The owner of Hachette Filipacchi, Lagardère SCA, announced last Thursday that it is cutting hundreds of jobs from its media division in Paris. The move is part of a continuing reorganization spearheaded by new chairman Didier Quillot at the behest of owner Arnaud Lagardère. Lagardère says it will ax about 7% to 10% of the 9,900 positions in the media division--roughly 700-1,000 people.

Some of the personnel cuts may fall on the French staff of big-name publications, such as Elle, Marie Claire and Car and Driver. Lagardère is also planning to merge ad departments, allowing less profitable magazines to be produced under license, while closing 20 unprofitable titles.

However, no specific details were available at press time on Friday, and it's unclear whether personnel cuts are planned at any of the company's American operations, as well. Arnaud Lagardère has said he is determined to expand the presence of Hachette Filipacchi in America and Britain with big acquisitions.



Overall, the restructuring is expected to cost $100 million to $130 million in 2007, but should yield savings of about $100 million a year over the long term. Lagardère has moved to hurry the transition of its media operations into multiplatform digital publishing, beginning with the appointment of Didier Quillot, formerly chief of telecom giant Orange France, last fall.

Quillot occupies a new role as chairman of Hachette Filipacchi and Lagardère Active, the company's digital arm, and is supported by two new board members also shared by both companies: Olivier Chapuis, formerly President of Interdeco, and Alain Lemarchand, formerly CEO of Lagardère Active.

Under the leadership of president Jack Kliger, Hachette Filipacchi's American operation is already one of the country's largest magazine publishers, ranking fourth in the group publisher's report produced by TNS Media Intelligence--behind only Time Inc., Conde Nast and Hearst.

Founded in 2004, Lagardère Active North America has already worked with Hachette properties here to create mobile content for Car & Driver Mobile, Elle Mobile and American Photo Mobile.

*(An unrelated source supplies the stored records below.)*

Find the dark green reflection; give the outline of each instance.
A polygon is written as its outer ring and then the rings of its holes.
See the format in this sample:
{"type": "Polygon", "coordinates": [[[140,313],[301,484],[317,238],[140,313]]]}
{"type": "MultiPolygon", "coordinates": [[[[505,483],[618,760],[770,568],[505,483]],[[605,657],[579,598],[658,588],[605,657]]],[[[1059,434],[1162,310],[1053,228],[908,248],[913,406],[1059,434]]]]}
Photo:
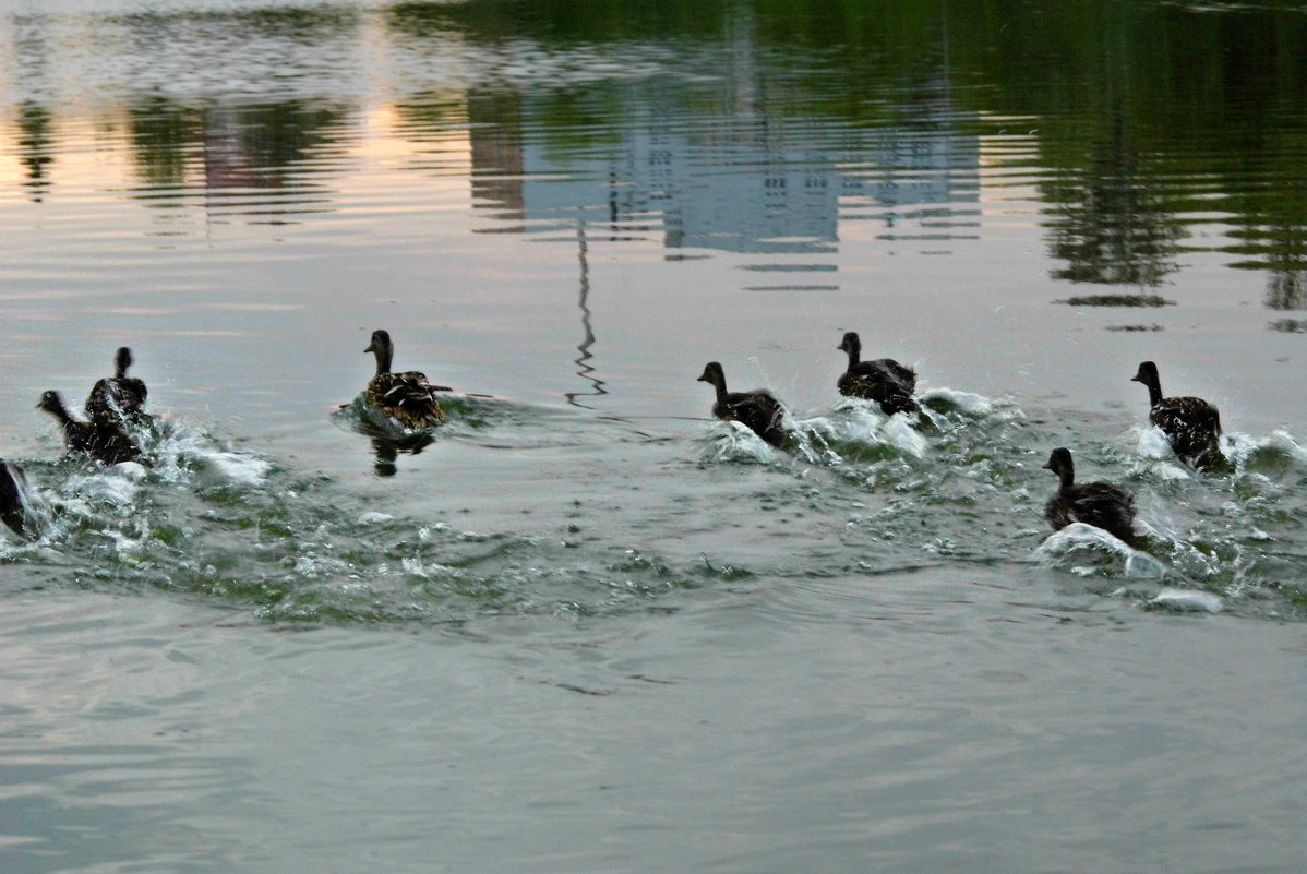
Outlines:
{"type": "Polygon", "coordinates": [[[39,204],[44,199],[46,189],[50,188],[50,178],[46,171],[55,159],[50,110],[33,101],[24,101],[18,105],[18,127],[22,129],[22,135],[18,137],[18,149],[26,174],[24,186],[26,186],[31,200],[39,204]]]}
{"type": "MultiPolygon", "coordinates": [[[[146,188],[193,186],[203,172],[209,189],[273,189],[315,161],[329,170],[322,158],[363,99],[342,78],[354,68],[337,61],[376,40],[367,51],[393,61],[403,135],[468,129],[478,204],[511,222],[503,230],[541,208],[532,174],[562,171],[604,178],[578,188],[588,197],[579,210],[567,204],[596,235],[655,213],[669,247],[761,252],[763,238],[786,235],[830,246],[850,199],[893,235],[911,209],[974,200],[959,172],[1002,135],[1019,138],[1016,161],[1046,201],[1055,277],[1155,287],[1175,280],[1187,247],[1222,246],[1234,265],[1266,273],[1268,307],[1304,307],[1307,14],[1297,3],[469,0],[106,21],[114,39],[125,33],[123,54],[146,63],[187,39],[267,39],[280,51],[267,57],[267,77],[285,84],[276,99],[128,98],[146,188]],[[460,74],[433,81],[450,52],[460,74]],[[755,148],[732,153],[740,142],[755,148]],[[755,229],[698,233],[693,199],[669,206],[687,154],[701,170],[752,167],[771,193],[812,188],[784,209],[769,213],[759,196],[738,210],[766,218],[755,229]],[[938,191],[904,195],[904,179],[938,191]],[[1219,233],[1197,234],[1200,223],[1219,233]],[[1234,243],[1208,242],[1230,227],[1234,243]]],[[[42,91],[58,56],[47,24],[24,20],[10,114],[37,199],[58,158],[58,110],[42,91]]],[[[740,197],[710,186],[695,195],[740,197]]],[[[944,236],[962,233],[955,213],[944,218],[944,236]]]]}
{"type": "Polygon", "coordinates": [[[196,108],[152,97],[128,107],[142,196],[174,195],[203,175],[205,189],[281,188],[302,165],[331,154],[352,110],[310,101],[196,108]]]}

But the relationship has been sluggish, and Quillot is expected to kick cooperation into high gear.

Arnaud Lagardère is reported to have accumulated a war chest of about $2.5 billion for acquisitions through the sale of half his stake in EADS, the troubled European aeronautic consortium that produces Airbus planes. Lagardère SCA is currently under investigation by European securities regulators for alleged impropriety in relation to this deal. French investigators say Lagardère may have had information about production delays affecting new planes when he sold shares in EADS, before the news of delays was made public.